CEO Skylus stated that he contemplated and thought hard on the concept a decade before when he jumped from NASA to one space start-up after another for ideas. After he got disappointed with the approaches and people’s reluctance to new ideas, Skylus scraped together any funding and collaborated with aerospace colleagues to create the drone.

Once the massive drone catches the right location, speed, and altitude, the two-stage rocket attached to it will drop, ignite within a fraction of a second and launch a roughly 100-kilograms (220-lb) payload into low-Earth orbit. This is similar to the air-launched rocket systems that were earlier developed by Virgin Orbit’s and Pegasus.

According to CEO Skylus, the un-manned drone version is more efficient and super cost-effective. ‘Aevum is bringing in a new paradigm of access to space. There’s now the ground launch system, air launch, and autonomous launch system,” Stylus stated.

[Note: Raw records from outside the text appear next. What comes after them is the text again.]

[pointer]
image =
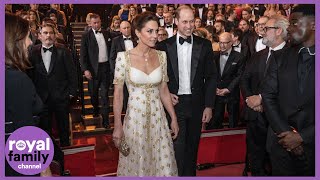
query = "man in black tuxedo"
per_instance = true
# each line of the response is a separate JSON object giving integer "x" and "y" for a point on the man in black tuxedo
{"x": 289, "y": 99}
{"x": 237, "y": 45}
{"x": 192, "y": 75}
{"x": 200, "y": 11}
{"x": 251, "y": 85}
{"x": 55, "y": 78}
{"x": 255, "y": 40}
{"x": 169, "y": 24}
{"x": 119, "y": 44}
{"x": 94, "y": 53}
{"x": 229, "y": 66}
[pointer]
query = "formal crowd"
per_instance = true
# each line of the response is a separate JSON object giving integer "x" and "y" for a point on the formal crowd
{"x": 175, "y": 70}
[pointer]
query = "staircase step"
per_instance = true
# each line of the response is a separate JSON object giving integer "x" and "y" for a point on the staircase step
{"x": 78, "y": 23}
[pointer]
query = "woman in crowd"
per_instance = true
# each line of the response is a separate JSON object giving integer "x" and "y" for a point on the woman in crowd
{"x": 145, "y": 128}
{"x": 133, "y": 12}
{"x": 88, "y": 26}
{"x": 21, "y": 99}
{"x": 197, "y": 22}
{"x": 34, "y": 21}
{"x": 124, "y": 12}
{"x": 114, "y": 28}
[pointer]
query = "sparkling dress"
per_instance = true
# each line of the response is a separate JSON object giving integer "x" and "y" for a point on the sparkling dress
{"x": 145, "y": 125}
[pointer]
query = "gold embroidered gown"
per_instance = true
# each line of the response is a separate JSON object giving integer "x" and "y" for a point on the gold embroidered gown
{"x": 145, "y": 125}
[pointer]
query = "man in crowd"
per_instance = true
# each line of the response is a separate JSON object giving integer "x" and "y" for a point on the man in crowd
{"x": 54, "y": 75}
{"x": 288, "y": 97}
{"x": 94, "y": 53}
{"x": 251, "y": 85}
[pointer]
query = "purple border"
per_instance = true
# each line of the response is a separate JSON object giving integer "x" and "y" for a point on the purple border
{"x": 2, "y": 2}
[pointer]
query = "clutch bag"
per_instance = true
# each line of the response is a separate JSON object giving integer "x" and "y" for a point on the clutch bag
{"x": 124, "y": 147}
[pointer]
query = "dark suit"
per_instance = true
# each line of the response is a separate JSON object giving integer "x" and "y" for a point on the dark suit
{"x": 118, "y": 45}
{"x": 245, "y": 52}
{"x": 89, "y": 59}
{"x": 229, "y": 79}
{"x": 252, "y": 41}
{"x": 204, "y": 13}
{"x": 190, "y": 107}
{"x": 251, "y": 83}
{"x": 285, "y": 105}
{"x": 54, "y": 87}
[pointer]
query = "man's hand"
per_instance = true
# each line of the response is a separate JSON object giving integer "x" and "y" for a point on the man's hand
{"x": 290, "y": 140}
{"x": 174, "y": 99}
{"x": 253, "y": 101}
{"x": 258, "y": 108}
{"x": 222, "y": 92}
{"x": 207, "y": 115}
{"x": 87, "y": 74}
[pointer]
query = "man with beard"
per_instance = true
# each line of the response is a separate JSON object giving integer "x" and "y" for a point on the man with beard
{"x": 251, "y": 83}
{"x": 54, "y": 76}
{"x": 192, "y": 79}
{"x": 289, "y": 99}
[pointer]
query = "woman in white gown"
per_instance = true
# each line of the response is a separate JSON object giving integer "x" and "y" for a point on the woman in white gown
{"x": 145, "y": 127}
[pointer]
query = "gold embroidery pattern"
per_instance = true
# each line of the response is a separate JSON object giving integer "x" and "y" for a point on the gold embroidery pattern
{"x": 145, "y": 124}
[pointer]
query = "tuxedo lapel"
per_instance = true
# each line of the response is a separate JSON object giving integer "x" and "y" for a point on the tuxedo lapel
{"x": 93, "y": 39}
{"x": 228, "y": 63}
{"x": 196, "y": 52}
{"x": 173, "y": 54}
{"x": 217, "y": 59}
{"x": 53, "y": 59}
{"x": 40, "y": 60}
{"x": 123, "y": 47}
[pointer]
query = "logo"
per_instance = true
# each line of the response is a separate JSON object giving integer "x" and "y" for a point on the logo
{"x": 29, "y": 150}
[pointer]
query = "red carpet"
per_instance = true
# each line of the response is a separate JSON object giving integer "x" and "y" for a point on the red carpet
{"x": 215, "y": 147}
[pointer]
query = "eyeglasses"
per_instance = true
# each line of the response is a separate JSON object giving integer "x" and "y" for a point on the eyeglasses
{"x": 224, "y": 43}
{"x": 260, "y": 24}
{"x": 162, "y": 35}
{"x": 265, "y": 29}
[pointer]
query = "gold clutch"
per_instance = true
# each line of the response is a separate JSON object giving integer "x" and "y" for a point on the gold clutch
{"x": 124, "y": 147}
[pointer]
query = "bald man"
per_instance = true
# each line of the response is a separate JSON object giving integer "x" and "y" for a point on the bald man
{"x": 119, "y": 44}
{"x": 229, "y": 67}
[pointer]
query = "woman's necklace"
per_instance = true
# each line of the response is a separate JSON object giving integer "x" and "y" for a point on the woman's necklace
{"x": 146, "y": 56}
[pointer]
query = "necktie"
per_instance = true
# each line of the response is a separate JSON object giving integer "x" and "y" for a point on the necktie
{"x": 47, "y": 49}
{"x": 182, "y": 40}
{"x": 236, "y": 46}
{"x": 224, "y": 53}
{"x": 268, "y": 61}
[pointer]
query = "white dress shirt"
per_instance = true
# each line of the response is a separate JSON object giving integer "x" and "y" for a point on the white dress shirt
{"x": 280, "y": 46}
{"x": 46, "y": 57}
{"x": 238, "y": 48}
{"x": 223, "y": 60}
{"x": 103, "y": 57}
{"x": 184, "y": 52}
{"x": 170, "y": 31}
{"x": 259, "y": 45}
{"x": 128, "y": 43}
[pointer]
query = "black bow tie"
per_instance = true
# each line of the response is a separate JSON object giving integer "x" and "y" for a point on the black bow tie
{"x": 182, "y": 40}
{"x": 47, "y": 49}
{"x": 224, "y": 53}
{"x": 236, "y": 46}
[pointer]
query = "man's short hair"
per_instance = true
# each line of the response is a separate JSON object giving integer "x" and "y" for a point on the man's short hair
{"x": 305, "y": 9}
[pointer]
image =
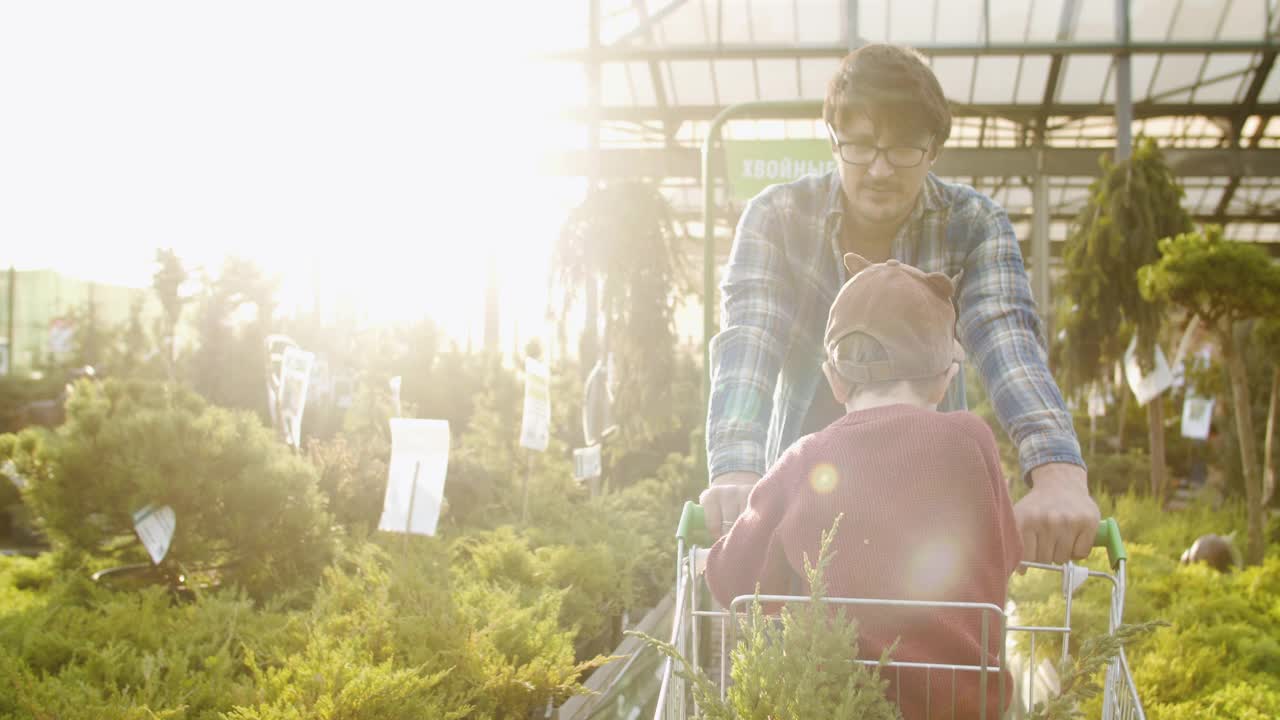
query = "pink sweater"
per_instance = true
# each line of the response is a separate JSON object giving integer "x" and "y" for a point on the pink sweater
{"x": 926, "y": 516}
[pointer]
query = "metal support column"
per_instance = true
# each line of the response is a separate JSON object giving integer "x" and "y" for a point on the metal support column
{"x": 1124, "y": 85}
{"x": 1040, "y": 244}
{"x": 13, "y": 302}
{"x": 851, "y": 10}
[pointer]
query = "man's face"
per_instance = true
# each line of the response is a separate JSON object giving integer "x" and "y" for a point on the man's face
{"x": 880, "y": 191}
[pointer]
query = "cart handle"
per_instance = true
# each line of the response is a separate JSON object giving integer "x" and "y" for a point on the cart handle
{"x": 693, "y": 525}
{"x": 1109, "y": 537}
{"x": 693, "y": 531}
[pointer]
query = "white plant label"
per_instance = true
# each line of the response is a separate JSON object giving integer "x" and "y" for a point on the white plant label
{"x": 1097, "y": 402}
{"x": 586, "y": 463}
{"x": 1197, "y": 417}
{"x": 396, "y": 405}
{"x": 1146, "y": 387}
{"x": 536, "y": 423}
{"x": 295, "y": 376}
{"x": 415, "y": 475}
{"x": 155, "y": 528}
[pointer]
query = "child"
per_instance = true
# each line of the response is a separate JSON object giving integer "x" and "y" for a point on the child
{"x": 926, "y": 509}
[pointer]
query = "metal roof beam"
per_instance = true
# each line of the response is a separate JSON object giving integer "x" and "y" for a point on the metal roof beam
{"x": 1247, "y": 108}
{"x": 1027, "y": 113}
{"x": 748, "y": 51}
{"x": 954, "y": 162}
{"x": 648, "y": 22}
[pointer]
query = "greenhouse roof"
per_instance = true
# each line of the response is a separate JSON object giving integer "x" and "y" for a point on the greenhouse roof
{"x": 1020, "y": 74}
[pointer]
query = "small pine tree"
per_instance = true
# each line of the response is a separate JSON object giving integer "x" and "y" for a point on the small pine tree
{"x": 1224, "y": 283}
{"x": 1132, "y": 206}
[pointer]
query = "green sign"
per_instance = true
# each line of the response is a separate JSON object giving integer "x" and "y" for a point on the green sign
{"x": 755, "y": 164}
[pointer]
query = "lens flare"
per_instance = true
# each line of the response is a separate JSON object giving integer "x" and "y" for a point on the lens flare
{"x": 933, "y": 568}
{"x": 823, "y": 478}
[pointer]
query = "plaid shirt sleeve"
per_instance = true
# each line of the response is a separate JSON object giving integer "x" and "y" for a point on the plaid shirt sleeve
{"x": 1001, "y": 331}
{"x": 746, "y": 355}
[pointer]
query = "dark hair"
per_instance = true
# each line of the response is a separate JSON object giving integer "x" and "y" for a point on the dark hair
{"x": 892, "y": 86}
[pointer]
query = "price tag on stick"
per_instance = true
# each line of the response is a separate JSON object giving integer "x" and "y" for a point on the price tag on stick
{"x": 536, "y": 423}
{"x": 415, "y": 482}
{"x": 155, "y": 527}
{"x": 586, "y": 463}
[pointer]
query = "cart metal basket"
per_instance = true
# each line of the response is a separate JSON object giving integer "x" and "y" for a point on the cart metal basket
{"x": 696, "y": 621}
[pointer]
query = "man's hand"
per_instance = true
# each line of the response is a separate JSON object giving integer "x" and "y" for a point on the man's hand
{"x": 726, "y": 500}
{"x": 1057, "y": 519}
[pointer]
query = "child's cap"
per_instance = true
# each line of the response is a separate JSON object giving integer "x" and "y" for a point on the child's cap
{"x": 904, "y": 309}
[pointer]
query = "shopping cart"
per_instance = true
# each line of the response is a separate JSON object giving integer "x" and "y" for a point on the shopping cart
{"x": 695, "y": 618}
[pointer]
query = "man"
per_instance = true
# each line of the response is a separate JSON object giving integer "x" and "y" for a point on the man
{"x": 887, "y": 119}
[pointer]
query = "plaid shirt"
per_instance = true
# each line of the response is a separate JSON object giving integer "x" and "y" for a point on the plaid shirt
{"x": 784, "y": 273}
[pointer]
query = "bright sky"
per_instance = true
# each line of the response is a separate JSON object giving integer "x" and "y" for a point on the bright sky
{"x": 378, "y": 149}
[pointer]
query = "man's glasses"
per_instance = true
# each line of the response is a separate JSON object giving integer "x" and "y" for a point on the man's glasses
{"x": 896, "y": 155}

Drone RavnX World’s Biggest Autonomous Drone

RavnX- Aevum and other Collaborations

Several firms and launch start-ups are looking forward to getting their loads launched and blasted off to space. In comparison to them, Aevum has an advantage- the funding of the US Air Force. Only last year, the Department of Defense collaborated with Aevum to launch a new mission titled Agile Small Launch Operational Normalizer 45 (ASLON-45) for a whopping $4.9 million. The mission launch is to fly small, experimental satellites designed to detect adversaries’ missile launches.

Aevum pitched in the contract as it believed that it could take a tiny satellite and launch it into orbit within 180 minutes. Stylus stated that its years of intensive software development had made the process of complete requisite launch paperwork, mission profiling, payload integration, and other work more comfortable and more efficient. Due to this, Aevum needs only around 10% of the total staff required to launch rockets in other corporations.

Lt. Col. Ryan Rose, army chief in Kirtland Air Force Base’s Space and Missile Systems Center, earlier visited Aevum. “I’m extremely excited and thrilled to see the progressive, bold innovation and responsiveness of the start-up in development today by the launch industry partners to support the emerging warfighter needs,” she stated. “The US Space Force is very much collaborating with the industry to support US space venturing objectives.”

Also, Aevum and USAF together look forward to getting the ASLON-45 off the ground by mid-2021. “We are almost ready. ASLON-45 is a proactive and significant mission. We at Aevum are trying to show that it is not only the small launch vehicles that can deliver things into orbit – Rocket Lab is already doing that progressively,” Skylus stated.  We are proving the speed, flexibility, responsiveness, and operational efficiency of the launcher project. There is a new innovative architecture, and a brand-new launch vehicle that no one has earlier ever seen,’ he added.